Don’t sacrifice style for sustainability
On a foundational level clothing was borne from utility. Be it cave dwellers using furs to protect from the elements to Sunday nights at the bar to adhere to societal standards. Clothing is essential to our everyday lives.
As an everyday item however, people have always made attempts to make it appealing or fun.
From ancient Pharaohs to modern construction workers, style has become just as significant to how to dress as the utility behind a particular item.
Fashion has evolved along with status, job, and social clique.
A Brief History of Expensive Experiences
Part of what makes style so essential to clothing is it can help everyone feel unique, but for a long time, the truly unique was for the wealthy.
The 20th century changed everything and brought fashion to the masses. The rise of the movie star in the 1950s, supermodels of the 80s, and today’s influencers have challenged consumers to emulate their favourite celebs.
As time went on it became cheaper and easier than ever. It sent fashion into the stratosphere. Today the industry is valued at more than 3 trillion dollars.
It’s also an industry that is largely unsustainable in it’s current form. As an industry there are few on par in terms of its environmental and social impacts. It relies on petrochemicals throughout the supply chain, and exploits workers to churn ever greater profit margins.
So how can someone maintain their style and still be sustainable?
It’s always nice to buy something new. Fast Fashion brands have built their business model around this. Trend chasers always go after the new thing, and more often than not discard the old.
Thrift stores have always been a great place to find new items that fit in with a personal style. Genres like punk have even been built around it. Some people are okay with it, and there are second-hand stores dedicated to finding the best fashion out there.
You might find haute couture at a reasonable price or discover a throwback from another era otherwise lost to time. Even though thrift stores have enjoyed a renaissance in recent years, they are affordable, and it can be fun to sort through the items available. Additionally, since a lot of the items sold in second-hand stores are old many are made from higher-quality materials than those of todays fast-fashion brands.
Buying second-hand not only helps to give clothes a second life, it also helps to divert them from the landfill, reducing waste.
Know Your Materials
Not all materials in clothing are created equally.
Decades ago, brands started chasing cheaper materials in the quest to sell more clothes to the masses. It reduced the price of clothes and made them more accessible, but the materials also changed and became less sustainable.
Plastics became more common, and the increased dependence on oil in the production of clothing followed suit. Even though there are now alternatives available, brands still tend to work with synthetic fibres out of affordability rather than necessity. When this is combined with greater disposability in fashion, the impact on the environment increases exponentially.
Consumers trying to avoid the plastics, but still wanting affordable options will often turn to natural fibres like cotton, but the sustainability of cotton in the modern fashion world is also untenable. In the chase of greater profits and the rise of fast-fashion, producers turned to short fiber cotton.
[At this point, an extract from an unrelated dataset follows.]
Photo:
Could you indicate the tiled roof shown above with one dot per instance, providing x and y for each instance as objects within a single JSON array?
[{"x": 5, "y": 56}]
Clothes made from this type of cotton are cheaper but lack the durability of their long fiber counterparts. Clothes break down quicker and easier, and the cycle of consumerism continues.
While most people want to have a varied wardrobe, and keep it affordable, the solution is to find clothing made from higher quality materials and wear them for several seasons instead of just following the new trend. Even though it may be more costly to buy, these higher quality items also tend to be more durable and can be found in classic styles to be the foundation for any wardrobe.
Back the Brand, Back Sustainability
Gone are the days where buying sustainable clothing meant being reserved to sweaters and pants made from hemp.
Today, there are brands dedicated to producing high quality fashion items and build environmentalism and sustainability into their business model from the ground up. As more consumers are looking to become sustainable in their lifestyle, there are more producers working to fill the demand.
These brands will often focus on using organic and recycled materials and using alternatives to plastics and animal based products.
Even though sustainable products tend to have a higher price tag, many of the producers tend to place their ethics above profits. They have programs to help the communities in which they operate, and often will create programs to help offset the environmental impact they do have.
Since these producers are becoming increasingly mainstream over the last several years, it’s easier than ever to find clothes that meet modern trends, or classic styles.
It’s Fashionable to be Sustainable
Even though it was challenging to be sustainable and fashionable over the past fifty years or so, the world has changed. Brands who aren’t willing to introduce better production methods are facing a consumer base that is starting to look elsewhere.
This is bad for the brands, but good for consumers. It means more choice, greater transparency, and better clothing.
There is change in the fashion world, and it’s leading to greater rewards for those brands who step up and lead the way to a better planet.